Monsieur de l’Étincelle, tome II/Chap XXVI

Librairie de Charles Gosselin et Cie (p. 393-397).


CHAPITRE XXVI,


Où le héros retombe dans ses indécisions.




Refuse si tu peux, et choisis si tu l’oses.


M. de l’Étincelle, car Maurice, tout en renonçant à nier son identité, ne reprenait pas son véritable nom, M. de l’Étincelle raconta au général Mazade et à Paul comment il avait été entraîné à mettre de côté toute fiction avec Odille, et à remercier M. d’Armentières de l’avoir si bien lavée de tout soupçon, en se faisant contre elle un prétexte de sa fidélité même, pour se dispenser de tenir la parole qu’il ne lui avait donnée autrefois qu’avec l’intention d’éluder l’obligation qu’elle pouvait imposer à sa conscience.

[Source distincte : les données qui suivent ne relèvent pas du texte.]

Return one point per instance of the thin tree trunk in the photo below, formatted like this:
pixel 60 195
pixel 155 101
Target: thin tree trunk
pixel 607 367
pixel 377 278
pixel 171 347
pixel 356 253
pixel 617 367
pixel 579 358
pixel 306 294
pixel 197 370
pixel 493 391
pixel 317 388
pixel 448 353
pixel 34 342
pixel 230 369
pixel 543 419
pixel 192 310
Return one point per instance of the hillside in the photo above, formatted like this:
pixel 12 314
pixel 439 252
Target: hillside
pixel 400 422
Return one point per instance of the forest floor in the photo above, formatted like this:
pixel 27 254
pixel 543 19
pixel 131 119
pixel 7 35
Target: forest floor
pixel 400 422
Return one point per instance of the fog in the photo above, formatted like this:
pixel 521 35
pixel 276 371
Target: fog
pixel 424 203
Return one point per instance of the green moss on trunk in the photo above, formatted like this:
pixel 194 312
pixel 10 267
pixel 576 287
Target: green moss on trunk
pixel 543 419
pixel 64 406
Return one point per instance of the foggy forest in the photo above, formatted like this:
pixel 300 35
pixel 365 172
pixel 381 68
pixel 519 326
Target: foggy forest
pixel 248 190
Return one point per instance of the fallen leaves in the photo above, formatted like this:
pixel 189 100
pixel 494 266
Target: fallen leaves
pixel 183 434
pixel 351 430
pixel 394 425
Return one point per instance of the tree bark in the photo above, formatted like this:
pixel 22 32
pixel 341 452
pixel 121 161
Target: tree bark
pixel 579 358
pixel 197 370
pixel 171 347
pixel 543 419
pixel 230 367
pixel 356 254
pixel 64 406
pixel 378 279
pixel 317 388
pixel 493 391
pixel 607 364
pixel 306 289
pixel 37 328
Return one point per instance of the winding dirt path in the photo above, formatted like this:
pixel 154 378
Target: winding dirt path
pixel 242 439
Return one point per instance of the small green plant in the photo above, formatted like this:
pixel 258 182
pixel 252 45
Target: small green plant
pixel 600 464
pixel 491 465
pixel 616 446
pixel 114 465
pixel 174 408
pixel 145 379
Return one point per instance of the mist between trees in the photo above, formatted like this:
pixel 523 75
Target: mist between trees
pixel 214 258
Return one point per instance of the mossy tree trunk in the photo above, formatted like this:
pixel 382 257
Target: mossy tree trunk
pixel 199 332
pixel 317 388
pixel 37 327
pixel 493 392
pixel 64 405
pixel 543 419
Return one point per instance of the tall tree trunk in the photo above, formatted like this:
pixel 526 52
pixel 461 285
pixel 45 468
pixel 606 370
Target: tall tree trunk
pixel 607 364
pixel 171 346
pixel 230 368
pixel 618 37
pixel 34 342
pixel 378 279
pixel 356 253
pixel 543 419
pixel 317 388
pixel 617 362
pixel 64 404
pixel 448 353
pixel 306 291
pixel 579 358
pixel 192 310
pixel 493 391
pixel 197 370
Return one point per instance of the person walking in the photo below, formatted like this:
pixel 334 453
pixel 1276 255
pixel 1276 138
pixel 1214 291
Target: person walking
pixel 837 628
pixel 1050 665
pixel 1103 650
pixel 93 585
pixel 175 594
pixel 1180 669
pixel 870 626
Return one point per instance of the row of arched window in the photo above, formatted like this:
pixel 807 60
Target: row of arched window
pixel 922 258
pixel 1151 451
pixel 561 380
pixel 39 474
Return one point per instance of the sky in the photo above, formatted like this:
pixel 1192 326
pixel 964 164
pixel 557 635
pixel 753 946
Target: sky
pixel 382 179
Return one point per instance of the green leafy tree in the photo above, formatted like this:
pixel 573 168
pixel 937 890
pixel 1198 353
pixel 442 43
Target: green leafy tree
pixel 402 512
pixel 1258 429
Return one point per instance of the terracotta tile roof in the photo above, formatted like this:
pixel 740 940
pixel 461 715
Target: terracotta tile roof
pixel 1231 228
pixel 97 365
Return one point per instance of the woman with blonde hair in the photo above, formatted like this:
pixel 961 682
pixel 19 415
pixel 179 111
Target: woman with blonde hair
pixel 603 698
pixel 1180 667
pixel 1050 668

Paul écouta ce récit avec des larmes de joie, Mazade en souriant.

— Je m’attendais à cette conclusion, dit celui-ci, alors même que cette épreuve n’eût pas été aussi complétement triomphante pour la vertu d’Odille. Il faut avouer qu’il n’y a jamais eu d’absents plus heureux que toi et moi, Maurice ! revenir après douze ans d’exil, et retrouver, moi ma maîtresse fidèle au risque de mourir fille comme sa vieille tante, toi ta femme, ce qui est plus fort, non seulement justifiée d’une première calomnie, mais veuve encore lorsqu’elle te croyait mort, et restée aussi chaste et pure dans le monde que dans un couvent ! Vivent des cousins tels que les nôtres pour rivaux, M. Bohëmond de Tancarville avec son antipathie pour l’Indoustani et sa protubérance dorsale, M. d’Armentières avec sa peur du mariage qui le met en fuite chaque fois qu’une dame consent à l’épouser ! Mais, mon grave ami, pardonne-moi cette saillie militaire, et allons obtenir ma grâce d’Odille ; je la mérite pour t’avoir ramené à elle, sans savoir encore combien nous étions injustes à son égard. Adieu, à la Havane maintenant, j’espère !

— Tu parles bien vite, mon ami, répondit M. de l’Etincelle ; mon bonheur n’est pas pur comme le tien qu’aucune réflexion ne trouble : telle est la bizarrerie de ma destinée, que je n’ai plus que le choix entre deux ingratitudes et deux injustices… Ce matin encore, tout en déplorant ma facilité à croire aux torts d’une femme bien-aimée, tout en cédant à ton conseil de ne pas lui dire un éternel adieu sans lui avoir avoué mes propres torts, je me félicitais de pouvoir penser qu’elle ne m’aimait plus assez, après douze ans de veuvage, pour ne pas se contenter de la seule réparation que je venais lui offrir. Je ne croyais être moi-même indécis qu’entre deux devoirs, je le suis maintenant entre deux amours. Ma franchise exige que j’apprenne à Odille les secrets de mon exil ; tous les droits sont de son côté, mais je ne puis lui laisser ignorer ce qu’il m’en coûte pour les reconnaître : il faut qu’elle sache tout ce qui s’est passé dans mon cœur depuis douze ans, et quel changement s’est fait dans mon caractère ; il faut, quelle que soit sa détermination, que, cédant quelque chose à la fatalité, elle m’autorise à aller porter à une autre l’éternel adieu que je venais lui dire à elle ce matin. Je vous laisse donc, Mazade et Paul, pour décider avec Odille de mon sort : j’avais écrit une courte relation de tous les événements de ma vie depuis mon exil ; la voici : remettez-la-lui, et je ne reviendrai ici qu’après lui avoir accordé le calme de la réflexion. Mazade, je sais jusqu’où va l’égoïsme de ton amitié, qui met au-dessus de toutes les considérations le plaisir de finir nos jours ensemble ; mais n’oublie pas qu’il y va aussi de mon honneur… de mon honneur qui est ici le tien… Tu t’es engagé toi-même avec Dolorès à me ramener à elle… mort ou vif, ce furent les propres expressions. Adieu, mes amis, dites à Odille que je vais auprès de ma fille ; ce n’est pas là que j’oublierai le bonheur… mêlé, hélas ! d’amertume… que j’ai éprouvé aujourd’hui à la serrer dans mes bras.

Le général Mazade et Paul allèrent donc seuls trouver Odille, en convenant que, toujours jouet des circonstances, toujours poursuivi par sa capricieuse étoile, Maurice Babandy voyait chaque jour le roman de sa vie se compliquer d’un incident nouveau et d’un nouveau cas de conscience.